Several incidents of unleashed dogs terrorising antelope in Fernkloof Nature Reserve have recently been reported. “One terrified grysbok was flushed out of hiding and seen frantically dashing through Voëlklip streets,” says Anina Lee of Whale Coast Conservation. “Tortoises and other small animals are also seen as prey by dogs.”

The majority of nature reserves in South Africa do not allow domestic animals into the reserves. There are good reasons for this.

Nature reserves are havens created to support, protect and conserve the flora and fauna in these wilderness areas. A balance must be found between allowing access to enjoy nature reserves whilst continuing to protect them.

“Dog walking is one issue where this balance is difficult,” says Anina. “The fact is that dogs in reserves can cause a significant amount of damage, mostly unnoticed by visitors.
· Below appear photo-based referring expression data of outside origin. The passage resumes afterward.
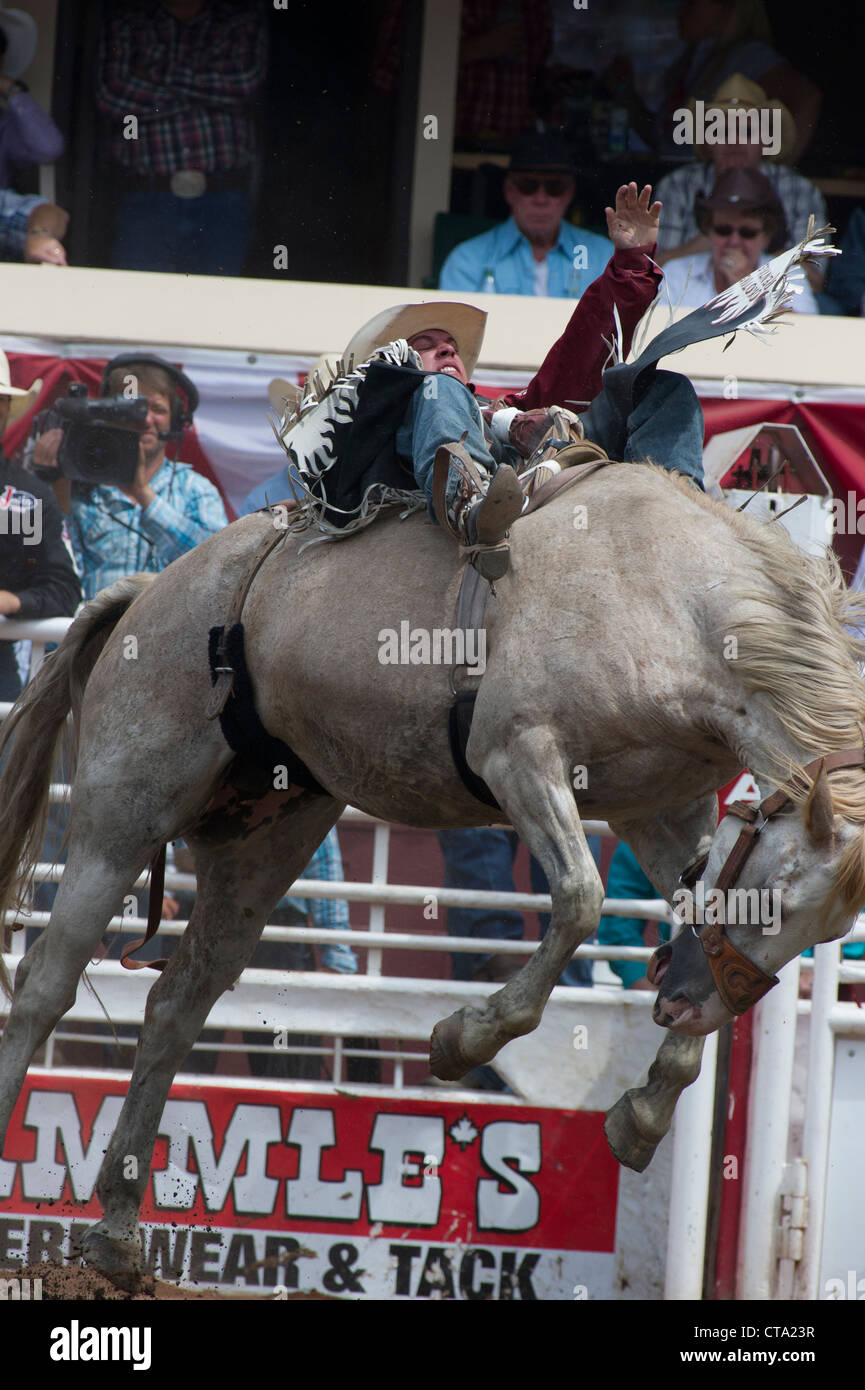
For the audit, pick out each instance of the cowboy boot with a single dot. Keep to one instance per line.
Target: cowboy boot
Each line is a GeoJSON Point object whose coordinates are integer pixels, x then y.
{"type": "Point", "coordinates": [480, 523]}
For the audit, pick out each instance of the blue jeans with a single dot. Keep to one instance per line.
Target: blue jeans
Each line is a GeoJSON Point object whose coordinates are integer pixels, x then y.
{"type": "Point", "coordinates": [483, 861]}
{"type": "Point", "coordinates": [442, 410]}
{"type": "Point", "coordinates": [203, 235]}
{"type": "Point", "coordinates": [665, 426]}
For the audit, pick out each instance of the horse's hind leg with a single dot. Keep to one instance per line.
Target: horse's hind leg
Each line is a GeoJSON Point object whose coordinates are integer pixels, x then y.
{"type": "Point", "coordinates": [46, 980]}
{"type": "Point", "coordinates": [526, 777]}
{"type": "Point", "coordinates": [238, 883]}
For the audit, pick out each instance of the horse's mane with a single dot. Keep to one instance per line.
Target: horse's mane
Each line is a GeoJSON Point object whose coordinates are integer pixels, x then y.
{"type": "Point", "coordinates": [798, 656]}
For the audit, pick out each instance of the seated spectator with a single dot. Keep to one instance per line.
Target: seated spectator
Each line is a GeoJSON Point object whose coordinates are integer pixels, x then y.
{"type": "Point", "coordinates": [846, 282]}
{"type": "Point", "coordinates": [728, 36]}
{"type": "Point", "coordinates": [502, 47]}
{"type": "Point", "coordinates": [743, 218]}
{"type": "Point", "coordinates": [627, 880]}
{"type": "Point", "coordinates": [679, 191]}
{"type": "Point", "coordinates": [185, 71]}
{"type": "Point", "coordinates": [723, 38]}
{"type": "Point", "coordinates": [27, 134]}
{"type": "Point", "coordinates": [31, 230]}
{"type": "Point", "coordinates": [483, 861]}
{"type": "Point", "coordinates": [536, 252]}
{"type": "Point", "coordinates": [36, 573]}
{"type": "Point", "coordinates": [166, 510]}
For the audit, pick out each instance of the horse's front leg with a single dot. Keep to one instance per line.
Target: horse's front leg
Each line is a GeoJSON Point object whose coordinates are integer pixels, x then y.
{"type": "Point", "coordinates": [639, 1121]}
{"type": "Point", "coordinates": [529, 780]}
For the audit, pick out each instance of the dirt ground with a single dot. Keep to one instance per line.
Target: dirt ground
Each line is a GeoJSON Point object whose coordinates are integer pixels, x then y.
{"type": "Point", "coordinates": [75, 1282]}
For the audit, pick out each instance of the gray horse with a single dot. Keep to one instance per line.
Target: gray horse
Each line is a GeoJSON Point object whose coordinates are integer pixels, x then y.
{"type": "Point", "coordinates": [645, 644]}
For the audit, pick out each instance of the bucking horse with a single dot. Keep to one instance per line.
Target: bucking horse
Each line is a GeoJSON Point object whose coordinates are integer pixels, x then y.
{"type": "Point", "coordinates": [644, 634]}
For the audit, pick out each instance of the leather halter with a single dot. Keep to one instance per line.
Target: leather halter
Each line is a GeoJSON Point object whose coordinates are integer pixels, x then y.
{"type": "Point", "coordinates": [739, 982]}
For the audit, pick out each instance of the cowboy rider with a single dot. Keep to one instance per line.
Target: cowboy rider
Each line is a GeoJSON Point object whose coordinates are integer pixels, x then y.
{"type": "Point", "coordinates": [664, 424]}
International research has shown that dogs in natural areas, on or off a lead, result in displacement of many species of wildlife, particularly birds. Not only does this negatively affect the biodiversity of the area, but in turn impacts on ecotourism, including bird watching, which is an increasingly popular pastime throughout the world. Dogs by their very nature are hunters, whilst birds and small animals, by their nature, are prey.”

In Hermanus, dogs on leads are allowed on the Cliff Path (part of Fernkloof since 2000) and on certain routes in the Fernkloof mountains. This is a big concession in a nature reserve – not a right.

“We urge all dog owners to respect this concession, to keep dogs on leads and pick up after them. The truth is that dog poo is not harmless to the environment. It may introduce pathogens or simply too many nutrients for the fynbos. Furthermore, many dogs are routinely treated with systemic insecticides such as Bravecto, which is excreted unchanged and could kill any insects in the area, especially dung beetles,” says Anina.

“Please respect the privilege of walking your best friend in a world-famous nature reserve.”